Updated: Oct 7, 2020
I Slept On The Floor is an evocative and powerful debut album, with hauntingly stunning vocals and big Post-Rock soundscapes, Another Sky have produced one of the best debuts of 2020.
First hearing London-based indie-rock band Another Sky on Annie Mac’s Radio 1 evening show last year resulted in a mad scramble to figure out exactly who this new band were. It was a sound that stuck out like a sore thumb so much on Radio 1 that you worried they’d never be played again. ‘Apple Tree’ felt original, unique, with a keen awareness of its Post-Rock and 90s Grunge influences.
18 months later and Another Sky haven’t slipped away into the obscurity that was first feared. I Slept on the Floor (released 7 August 2020) was one of the most eagerly anticipated debut albums from a British band this year. Thankfully, it doesn’t disappoint.
On first listen, I was left thinking ‘wow’ on more than one occasion. The songs are beautifully crafted, painting the picture of large soundscapes, featuring big build-ups and post-rock explosive endings.
Throughout the record, coincidence or not, there are nods to Sigur Ros, early-Verve, Mogwai, Foals, Daughter and even Coldplay (but don't let that put you off...). Not exactly bad company to associate yourself with, though they’ve also developed their own identity at the same time.
One of the main allures of the band is the stunning voice of Catrin Vincent, bringing a delicacy to the music to rival any instrument, moving effortlessly between soft, powerful and poignant. Her vocals are the unique point to the band, setting them apart from their Indie Rock rivals.
In a not so dissimilar way to Greg Gonzalez of American dream-pop band Cigarettes After Sex, it’s a voice so unique you’re often hard-pressed to place a gender on it. On first hearing the band you're left asking 'is it a man?' 'Is it a woman?'. Well, what it is is the greatest weapon the band possesses ('weapon' may not sound like a compliment, but it is definitely meant as one!).
Once in a while, a song has the ability to stop you in your tracks, pause what you’re doing and listen up. The third track on the album, the beautiful ’Brave Face’, had that impact one March morning on Radio 1’s Breakfast Show. It’s rare to hear such an exceptionally vulnerable song being played on mainstream radio, covering themes of self-esteem, mental health and standing up to adversity.
Following the repeat of the line ‘you put on your brave face, now girl’ towards the end of the song, the explosive guitars and drums kick the song into full Post Rock mode. It’s a technique Icelantic band Sigur Ros used so well in ‘Glosoli’, leaving a lasting impression of positivity trumping the sadness felt at the start. And it’ll have you crying tears of sadness and joy (in the inside at least…).
The personal theme is carried again on the melancholic yet upbeat ‘Fell In Love With the City’, Catrin finding an escape from a toxic relationship by moving to London. The following track ‘Riverbed’ features an intense and atmospheric vocal performance, supported by a similar tone of Post-Rock which will have the neck hairs rise, again.
‘Tree’ plods along until a build-up of guitars and drums provide an explosive finale and similar is heard on ‘Avalanche’ and ‘Life Was Coming In Through the Blinds’. Throughout I Slept on the Floor, Another Sky really master the atmospheric, big soundscape ending. t’s clearly a winning formula for them, I’d be lying if I said I didn’t enjoy it more times than not, never mind how predictable it became.
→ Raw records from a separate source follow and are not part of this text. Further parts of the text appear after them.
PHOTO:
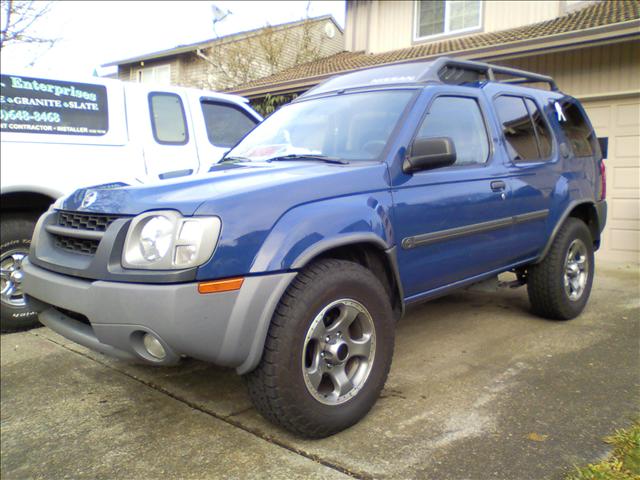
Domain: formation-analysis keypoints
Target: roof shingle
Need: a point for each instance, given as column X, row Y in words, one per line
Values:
column 597, row 15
The highlight of the album is the penultimate track ‘All Ends’, a slower-paced song with a beautifully repeated chorus of "All Ends" over a stunning piano ballad The National would’ve been proud of.
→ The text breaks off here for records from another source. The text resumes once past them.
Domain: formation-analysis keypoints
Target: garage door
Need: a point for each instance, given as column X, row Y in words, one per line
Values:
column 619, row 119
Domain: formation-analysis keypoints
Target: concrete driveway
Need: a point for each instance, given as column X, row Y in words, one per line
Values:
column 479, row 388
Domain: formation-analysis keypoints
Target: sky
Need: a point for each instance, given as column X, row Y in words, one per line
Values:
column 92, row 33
It’s a simply sublime song. Further proof of the band's variety and their ability to produce a gentle sound to rival the louder rock they’ve also come to specialise.
There’s a haunting beauty to Another Sky that will have you feeling a range of emotions from melancholic, euphoric, sad to hopeful. An emotional rollercoaster ride from start to finish. It’s by no means a perfect album - a couple of the tracks don’t hit the mark as much as the others - but it’s a brilliant start to what should be a long and successful career for the London-based band.